Until life can go back to normal, Meagher wanted to remind those over the age of 60 living in Nassau County that the Glen Cove Senior Center is still active, despite the facility being closed. There are currently programs from social clubs, classes, games and exercise sessions being run virtually by the center, as well as the delivery of prepared meals. 

“Veterans are at a high risk and a lot of it is based on a couple of things,” Tony Jimenez, the director of the City of Glen Cove Veterans Affairs, said. “One is any trauma that they might have come across during their military careers and that has a great effect.”

Jimenez said that often when soldiers come home from war, they are in a state of denial, believing that they could handle anything they are facing by themselves. Veterans may also struggle after coming home from war to changes in their household, communities and their life going forward.

“Sometimes it just snowballs into them determining that life isn’t just worth living and so we have to first of all let the troops know that there is help out there,” Jimenez said. “War is hell. It changes everybody. There is nobody that doesn’t get changed if they’ve been in a war.”

According to the QPR course, which was developed by clinical psychologist Dr. Paul Quinnett, high risk groups include those who have lost a loved one to suicide and those who have the “means” to end their lives, including police officers with access to firearms. Also, those suffering with depression, alcohol or drug addiction, are experiencing an inability to sleep or have suffered a trauma or experienced bullying. 

People thinking about ending their life could give a direct verbal cue, such as “I wish I were dead,” or an indirect cue such as “Pretty soon you won’t have to worry about me.” They may also begin giving away possessions, getting their affairs in order or are experiencing a significant life event, such as the loss of a job or a diagnosis of a terminal illness.

People concerned about a colleague, neighbor, friend or family member should approach the person in private and make sure they have plenty of time to talk.  Resources, such as phone numbers, counselor names and other helpful sources of information, should be on hand and an expression of hope should be offered to the person if they are in a state of crisis.

Following the expression of hope, the person who is concerned should ask the person at risk the following questions: “Will you go with me to get help?” or “Will you let me help you get help?” 

A concerned person should get others involved to get the person through this period of their life. Any faith leaders and close family and friends should be informed. Following up on the person is also important, according to the presentation.

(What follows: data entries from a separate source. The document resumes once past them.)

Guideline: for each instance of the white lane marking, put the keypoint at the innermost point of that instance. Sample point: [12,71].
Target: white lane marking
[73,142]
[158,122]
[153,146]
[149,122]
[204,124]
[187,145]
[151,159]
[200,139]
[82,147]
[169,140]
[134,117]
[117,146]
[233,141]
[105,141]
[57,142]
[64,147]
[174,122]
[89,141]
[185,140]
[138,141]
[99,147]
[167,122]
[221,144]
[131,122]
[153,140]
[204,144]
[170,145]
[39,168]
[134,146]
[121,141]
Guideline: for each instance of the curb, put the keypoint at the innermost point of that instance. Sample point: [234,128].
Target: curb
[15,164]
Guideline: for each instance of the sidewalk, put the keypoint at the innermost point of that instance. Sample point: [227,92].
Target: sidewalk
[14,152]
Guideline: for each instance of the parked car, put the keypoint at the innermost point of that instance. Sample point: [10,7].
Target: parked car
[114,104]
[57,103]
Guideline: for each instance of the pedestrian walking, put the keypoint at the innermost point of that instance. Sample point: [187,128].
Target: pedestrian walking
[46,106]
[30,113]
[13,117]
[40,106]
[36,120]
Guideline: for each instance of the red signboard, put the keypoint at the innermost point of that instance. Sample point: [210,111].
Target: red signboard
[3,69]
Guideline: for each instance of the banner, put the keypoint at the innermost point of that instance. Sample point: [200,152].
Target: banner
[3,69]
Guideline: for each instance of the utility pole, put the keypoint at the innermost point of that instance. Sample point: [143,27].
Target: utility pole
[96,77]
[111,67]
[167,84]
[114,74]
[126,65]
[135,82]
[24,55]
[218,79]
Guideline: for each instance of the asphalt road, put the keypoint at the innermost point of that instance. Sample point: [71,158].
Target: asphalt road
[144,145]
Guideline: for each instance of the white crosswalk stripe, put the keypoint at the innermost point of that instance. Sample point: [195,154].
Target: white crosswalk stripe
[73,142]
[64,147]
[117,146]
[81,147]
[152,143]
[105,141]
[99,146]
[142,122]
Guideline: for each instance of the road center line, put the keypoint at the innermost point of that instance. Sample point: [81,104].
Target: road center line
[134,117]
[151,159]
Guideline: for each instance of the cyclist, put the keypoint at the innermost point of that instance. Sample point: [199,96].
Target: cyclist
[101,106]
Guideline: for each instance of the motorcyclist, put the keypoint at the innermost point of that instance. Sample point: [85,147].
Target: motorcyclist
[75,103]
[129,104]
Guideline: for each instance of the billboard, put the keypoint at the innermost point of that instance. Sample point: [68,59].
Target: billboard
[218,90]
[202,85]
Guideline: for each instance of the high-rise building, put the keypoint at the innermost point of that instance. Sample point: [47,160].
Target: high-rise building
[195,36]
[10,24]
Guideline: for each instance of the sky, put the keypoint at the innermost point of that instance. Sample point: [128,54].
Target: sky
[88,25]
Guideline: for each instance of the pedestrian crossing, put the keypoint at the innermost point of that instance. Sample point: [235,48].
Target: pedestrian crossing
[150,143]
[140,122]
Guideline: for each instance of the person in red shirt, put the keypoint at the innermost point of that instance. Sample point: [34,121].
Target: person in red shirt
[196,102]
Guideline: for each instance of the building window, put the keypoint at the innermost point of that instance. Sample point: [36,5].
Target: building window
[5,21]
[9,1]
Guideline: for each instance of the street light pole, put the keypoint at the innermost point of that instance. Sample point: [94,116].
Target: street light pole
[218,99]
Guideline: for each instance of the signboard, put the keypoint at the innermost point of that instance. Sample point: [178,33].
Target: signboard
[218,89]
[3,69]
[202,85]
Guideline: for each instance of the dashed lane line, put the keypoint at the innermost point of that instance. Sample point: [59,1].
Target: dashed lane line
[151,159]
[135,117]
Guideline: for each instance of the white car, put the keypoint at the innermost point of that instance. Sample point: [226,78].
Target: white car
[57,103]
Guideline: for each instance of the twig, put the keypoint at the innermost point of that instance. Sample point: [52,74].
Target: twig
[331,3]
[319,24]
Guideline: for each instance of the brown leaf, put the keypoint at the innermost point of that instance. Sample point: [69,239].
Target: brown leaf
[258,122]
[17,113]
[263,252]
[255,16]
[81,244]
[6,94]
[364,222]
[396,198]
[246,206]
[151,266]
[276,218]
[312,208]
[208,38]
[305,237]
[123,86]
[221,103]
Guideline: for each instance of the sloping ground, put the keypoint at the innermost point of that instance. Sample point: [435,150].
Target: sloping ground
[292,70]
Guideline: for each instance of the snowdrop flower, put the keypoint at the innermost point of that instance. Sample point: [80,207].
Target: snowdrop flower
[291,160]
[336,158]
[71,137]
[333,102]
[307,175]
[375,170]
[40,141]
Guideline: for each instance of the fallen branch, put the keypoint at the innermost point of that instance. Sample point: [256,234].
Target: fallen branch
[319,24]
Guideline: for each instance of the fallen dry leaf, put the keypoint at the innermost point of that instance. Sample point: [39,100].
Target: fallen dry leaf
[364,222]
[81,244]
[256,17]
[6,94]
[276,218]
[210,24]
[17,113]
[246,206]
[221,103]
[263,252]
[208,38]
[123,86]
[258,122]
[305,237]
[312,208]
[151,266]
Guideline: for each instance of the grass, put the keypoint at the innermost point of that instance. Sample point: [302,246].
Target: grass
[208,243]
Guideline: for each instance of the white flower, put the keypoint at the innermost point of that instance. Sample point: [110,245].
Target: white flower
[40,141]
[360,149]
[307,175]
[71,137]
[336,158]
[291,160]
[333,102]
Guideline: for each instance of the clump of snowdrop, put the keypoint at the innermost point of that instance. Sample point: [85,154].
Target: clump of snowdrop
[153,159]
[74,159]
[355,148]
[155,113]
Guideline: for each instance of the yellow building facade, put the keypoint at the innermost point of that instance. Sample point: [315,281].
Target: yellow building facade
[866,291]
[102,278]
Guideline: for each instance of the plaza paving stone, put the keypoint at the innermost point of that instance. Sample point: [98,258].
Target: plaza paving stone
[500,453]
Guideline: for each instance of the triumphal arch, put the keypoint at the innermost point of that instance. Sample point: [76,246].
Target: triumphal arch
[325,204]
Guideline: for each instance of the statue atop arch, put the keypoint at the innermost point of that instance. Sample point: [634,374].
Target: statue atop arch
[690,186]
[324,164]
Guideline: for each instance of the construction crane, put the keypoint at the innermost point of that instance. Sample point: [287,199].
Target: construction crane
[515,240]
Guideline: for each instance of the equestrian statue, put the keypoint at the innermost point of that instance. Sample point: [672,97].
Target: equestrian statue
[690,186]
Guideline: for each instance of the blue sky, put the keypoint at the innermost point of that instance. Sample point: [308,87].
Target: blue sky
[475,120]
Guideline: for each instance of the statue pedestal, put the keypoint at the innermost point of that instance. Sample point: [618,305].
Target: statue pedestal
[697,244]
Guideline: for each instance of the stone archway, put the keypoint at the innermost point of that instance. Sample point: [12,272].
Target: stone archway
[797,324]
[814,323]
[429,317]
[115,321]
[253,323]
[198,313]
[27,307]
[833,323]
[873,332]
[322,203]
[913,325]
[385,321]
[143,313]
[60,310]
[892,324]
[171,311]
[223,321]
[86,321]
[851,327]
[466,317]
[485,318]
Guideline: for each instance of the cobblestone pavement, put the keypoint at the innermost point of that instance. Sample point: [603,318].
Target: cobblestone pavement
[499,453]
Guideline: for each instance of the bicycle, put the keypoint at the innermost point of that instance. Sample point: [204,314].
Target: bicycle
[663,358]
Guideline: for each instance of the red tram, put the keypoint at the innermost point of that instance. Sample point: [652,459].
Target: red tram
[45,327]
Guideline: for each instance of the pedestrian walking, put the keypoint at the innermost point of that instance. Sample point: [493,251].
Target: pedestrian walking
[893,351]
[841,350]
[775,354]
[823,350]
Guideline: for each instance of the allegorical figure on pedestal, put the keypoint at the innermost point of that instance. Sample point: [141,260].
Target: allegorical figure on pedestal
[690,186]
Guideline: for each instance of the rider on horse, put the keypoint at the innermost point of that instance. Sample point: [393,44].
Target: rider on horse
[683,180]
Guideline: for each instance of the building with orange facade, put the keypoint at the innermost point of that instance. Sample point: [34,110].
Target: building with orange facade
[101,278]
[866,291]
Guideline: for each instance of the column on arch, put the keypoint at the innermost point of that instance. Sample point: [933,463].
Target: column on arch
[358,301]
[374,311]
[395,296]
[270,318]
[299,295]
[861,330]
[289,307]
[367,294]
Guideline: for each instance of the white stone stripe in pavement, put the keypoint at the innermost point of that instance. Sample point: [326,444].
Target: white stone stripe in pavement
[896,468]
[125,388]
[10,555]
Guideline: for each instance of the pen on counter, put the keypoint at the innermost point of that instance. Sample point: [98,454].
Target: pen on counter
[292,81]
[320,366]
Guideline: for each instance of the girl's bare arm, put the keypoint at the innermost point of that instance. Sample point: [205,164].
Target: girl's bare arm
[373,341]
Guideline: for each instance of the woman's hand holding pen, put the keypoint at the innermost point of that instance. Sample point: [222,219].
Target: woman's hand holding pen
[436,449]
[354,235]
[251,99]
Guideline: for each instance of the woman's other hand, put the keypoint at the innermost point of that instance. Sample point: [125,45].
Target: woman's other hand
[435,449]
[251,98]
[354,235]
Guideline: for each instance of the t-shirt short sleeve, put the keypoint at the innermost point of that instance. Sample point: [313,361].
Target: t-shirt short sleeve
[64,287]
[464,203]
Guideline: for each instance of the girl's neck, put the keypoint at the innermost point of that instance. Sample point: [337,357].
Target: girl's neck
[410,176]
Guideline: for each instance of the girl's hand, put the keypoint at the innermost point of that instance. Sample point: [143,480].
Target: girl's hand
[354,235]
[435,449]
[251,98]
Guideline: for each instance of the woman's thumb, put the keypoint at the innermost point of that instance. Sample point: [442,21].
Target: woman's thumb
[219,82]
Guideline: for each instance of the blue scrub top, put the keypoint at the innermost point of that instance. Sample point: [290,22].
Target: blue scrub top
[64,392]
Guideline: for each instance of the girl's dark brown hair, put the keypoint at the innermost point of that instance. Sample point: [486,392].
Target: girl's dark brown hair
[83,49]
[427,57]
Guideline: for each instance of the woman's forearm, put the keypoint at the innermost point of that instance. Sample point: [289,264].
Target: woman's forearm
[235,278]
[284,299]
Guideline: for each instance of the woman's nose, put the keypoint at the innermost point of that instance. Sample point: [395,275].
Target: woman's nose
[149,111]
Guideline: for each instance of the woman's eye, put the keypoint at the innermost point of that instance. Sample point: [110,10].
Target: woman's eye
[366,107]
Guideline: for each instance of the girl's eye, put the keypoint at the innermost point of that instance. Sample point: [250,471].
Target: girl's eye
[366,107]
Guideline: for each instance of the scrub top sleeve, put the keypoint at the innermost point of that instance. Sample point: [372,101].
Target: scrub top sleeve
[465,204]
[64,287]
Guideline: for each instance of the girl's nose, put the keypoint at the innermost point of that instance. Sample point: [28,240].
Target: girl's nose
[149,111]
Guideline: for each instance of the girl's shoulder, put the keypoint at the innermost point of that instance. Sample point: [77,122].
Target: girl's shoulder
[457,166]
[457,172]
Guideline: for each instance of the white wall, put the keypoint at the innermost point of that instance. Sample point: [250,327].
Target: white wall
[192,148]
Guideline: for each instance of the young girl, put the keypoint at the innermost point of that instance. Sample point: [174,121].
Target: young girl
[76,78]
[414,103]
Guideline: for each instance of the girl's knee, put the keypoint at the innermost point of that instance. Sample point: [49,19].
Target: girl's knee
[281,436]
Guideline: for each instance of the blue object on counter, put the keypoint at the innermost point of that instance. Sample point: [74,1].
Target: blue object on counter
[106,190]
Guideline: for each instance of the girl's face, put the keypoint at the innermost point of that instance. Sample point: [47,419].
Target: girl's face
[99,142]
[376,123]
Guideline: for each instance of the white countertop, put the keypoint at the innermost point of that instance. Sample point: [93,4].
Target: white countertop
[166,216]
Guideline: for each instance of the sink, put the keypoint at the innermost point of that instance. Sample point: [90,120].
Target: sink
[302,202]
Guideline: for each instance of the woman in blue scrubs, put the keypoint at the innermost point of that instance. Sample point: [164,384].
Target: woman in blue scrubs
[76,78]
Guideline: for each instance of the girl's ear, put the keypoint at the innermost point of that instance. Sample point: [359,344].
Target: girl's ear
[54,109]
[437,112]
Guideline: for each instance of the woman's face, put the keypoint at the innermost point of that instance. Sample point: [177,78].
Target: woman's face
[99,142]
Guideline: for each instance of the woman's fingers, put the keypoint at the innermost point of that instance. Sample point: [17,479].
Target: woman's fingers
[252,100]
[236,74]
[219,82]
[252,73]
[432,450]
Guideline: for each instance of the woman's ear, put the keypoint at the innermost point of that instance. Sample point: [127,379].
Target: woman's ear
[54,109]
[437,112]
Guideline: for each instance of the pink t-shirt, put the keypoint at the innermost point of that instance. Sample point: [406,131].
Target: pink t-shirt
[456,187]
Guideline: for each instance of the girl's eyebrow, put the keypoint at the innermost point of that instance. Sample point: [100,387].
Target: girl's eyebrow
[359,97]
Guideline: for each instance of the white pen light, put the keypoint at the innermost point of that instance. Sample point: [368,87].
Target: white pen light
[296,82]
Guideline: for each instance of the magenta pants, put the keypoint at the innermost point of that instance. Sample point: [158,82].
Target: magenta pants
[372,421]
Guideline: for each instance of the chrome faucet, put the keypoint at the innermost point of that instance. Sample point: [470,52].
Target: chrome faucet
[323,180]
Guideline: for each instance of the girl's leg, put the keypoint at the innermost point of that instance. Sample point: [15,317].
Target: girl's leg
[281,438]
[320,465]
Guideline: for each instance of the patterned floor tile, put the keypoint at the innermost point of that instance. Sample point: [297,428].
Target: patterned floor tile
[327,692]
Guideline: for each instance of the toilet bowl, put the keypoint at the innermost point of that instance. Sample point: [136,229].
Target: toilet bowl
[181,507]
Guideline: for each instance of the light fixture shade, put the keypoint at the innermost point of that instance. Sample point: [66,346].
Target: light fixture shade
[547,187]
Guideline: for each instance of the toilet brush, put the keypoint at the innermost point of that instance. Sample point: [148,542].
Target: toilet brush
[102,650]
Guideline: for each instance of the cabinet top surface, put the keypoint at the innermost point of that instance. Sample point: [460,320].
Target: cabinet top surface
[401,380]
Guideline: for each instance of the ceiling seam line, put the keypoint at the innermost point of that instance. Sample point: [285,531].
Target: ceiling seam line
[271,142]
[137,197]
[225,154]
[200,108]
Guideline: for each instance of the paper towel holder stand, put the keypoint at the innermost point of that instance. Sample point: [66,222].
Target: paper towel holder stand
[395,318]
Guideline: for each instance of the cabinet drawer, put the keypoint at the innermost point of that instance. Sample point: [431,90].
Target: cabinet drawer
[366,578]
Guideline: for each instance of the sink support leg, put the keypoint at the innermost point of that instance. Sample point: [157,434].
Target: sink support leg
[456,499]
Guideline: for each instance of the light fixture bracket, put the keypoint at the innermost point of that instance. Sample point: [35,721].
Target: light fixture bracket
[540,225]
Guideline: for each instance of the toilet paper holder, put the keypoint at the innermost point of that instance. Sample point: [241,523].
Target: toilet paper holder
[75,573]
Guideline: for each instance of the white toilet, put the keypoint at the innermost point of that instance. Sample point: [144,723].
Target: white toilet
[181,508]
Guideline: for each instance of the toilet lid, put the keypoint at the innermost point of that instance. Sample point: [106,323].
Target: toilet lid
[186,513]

Ann Morrison, the Long Island area director for the American Foundation for Suicide Prevention, said programs like this one at the Bayville Free Library are essential in order to prevent suicide.

“We are seeing that people are more attuned to their mental health because of the isolation,” Morrison said. “Yes people are isolated and are feeling that isolation, but we’re seeing more people being attuned to that, so that more people are reaching out to look for what they can do to help their employees, what they can do to help their students.”